The company said the share placing would give Geely at least a 51 percent stake in the group, which had a market capitalisation Wednesday of just under 26 million pounds.
"This is a bit of a turning point for us," Manganese Bronze's chief executive John Russell told Reuters after the group reported a pretax loss in 2009 of 7.3 million pounds.
"Seeing the immediate benefits of our relationship with Geely coming through in the TX4 we are now at a point where we can think about building a closer relationship with our Chinese partner."
Hong Kong-listed Geely Autombile has not made a decision on whether to increase its stake in Manganese Bronze yet, a company executive told Reuters.
The black cabs that Manganese is now making in China are traditionally associated with London, where licensed drivers must pass a test known as 'the knowledge' to show they know all the roads, landmarks and places of interest within a six-mile radius of Charing Cross station.
Competition in the market, once controlled by Manganese's TX series of vehicles, has heated up over the last 18 months with the entry of the Mercedes Vito model, distributed by Eco City Vehicles.
Eco City has since grabbed a 30 percent slice of the market and in direct contrast to its rival has announced plans to increase production in Coventry and hire more people to meet demand.
Manganese Bronze, which halted dividend payouts in 2008, said Wednesday that shifting body and chassis production to Shanghai would result in cutting around 60 jobs in Coventry but the TX4 cab would continue to be assembled in England. Manganese said it has already reduced its workforce to around 359 from a peak of around 500 employees before the recession began.
Analysts at Collins Stewart said Geely had come to the rescue of Manganese Bronze, which has struggled with radiator problems, discounting and falling market share.
"Such a move (a placing) would effectively bring in 14 million pounds of cash and reduce the group's dependency on stocking loans as a source of capital," they said.

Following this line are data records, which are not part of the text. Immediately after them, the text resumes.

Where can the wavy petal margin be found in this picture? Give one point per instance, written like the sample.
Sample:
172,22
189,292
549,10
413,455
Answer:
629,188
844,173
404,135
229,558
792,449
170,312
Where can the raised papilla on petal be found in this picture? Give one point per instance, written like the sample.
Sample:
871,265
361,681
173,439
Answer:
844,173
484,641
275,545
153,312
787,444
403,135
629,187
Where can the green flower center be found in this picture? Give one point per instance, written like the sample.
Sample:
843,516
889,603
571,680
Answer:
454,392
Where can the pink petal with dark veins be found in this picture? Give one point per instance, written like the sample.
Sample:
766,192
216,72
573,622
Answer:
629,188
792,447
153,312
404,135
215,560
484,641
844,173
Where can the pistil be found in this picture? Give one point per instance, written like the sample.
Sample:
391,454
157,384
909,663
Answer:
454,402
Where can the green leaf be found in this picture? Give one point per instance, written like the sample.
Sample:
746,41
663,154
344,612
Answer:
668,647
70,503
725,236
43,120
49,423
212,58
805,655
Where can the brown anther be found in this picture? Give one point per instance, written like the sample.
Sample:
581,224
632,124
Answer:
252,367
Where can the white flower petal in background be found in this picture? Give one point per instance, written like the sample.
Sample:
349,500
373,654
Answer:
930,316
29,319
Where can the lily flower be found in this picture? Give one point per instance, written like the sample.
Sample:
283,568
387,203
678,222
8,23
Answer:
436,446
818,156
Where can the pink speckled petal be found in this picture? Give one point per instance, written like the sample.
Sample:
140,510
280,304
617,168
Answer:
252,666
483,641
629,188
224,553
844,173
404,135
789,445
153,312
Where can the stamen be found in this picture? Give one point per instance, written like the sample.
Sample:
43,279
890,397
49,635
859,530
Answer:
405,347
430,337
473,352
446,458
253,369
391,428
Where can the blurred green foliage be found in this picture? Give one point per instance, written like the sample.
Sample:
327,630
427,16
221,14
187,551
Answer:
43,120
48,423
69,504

London-born driver Brian, who has been a cabbie for 17 years, said greater overseas control could mean lower quality parts and therefore more reliability issues, noting how cabs no longer carry a "Made in Coventry with pride" sign.
"We're their bread and butter but they treat us like the dirt on their shoes," he said, showing a Reuters reporter a sheaf of repair bills and rust spots on his cab, which is only five years old.
The firm said in response it would never use any parts that didn't pass strict UK regulations, or their even more stringent internal standards.
Shares in Manganese Bronze, which have lost almost a quarter of their value so far this year, were down 0.6 percent at 85 pence at 1:10 p.m. far below the high of over 950 pence achieved in May 2007.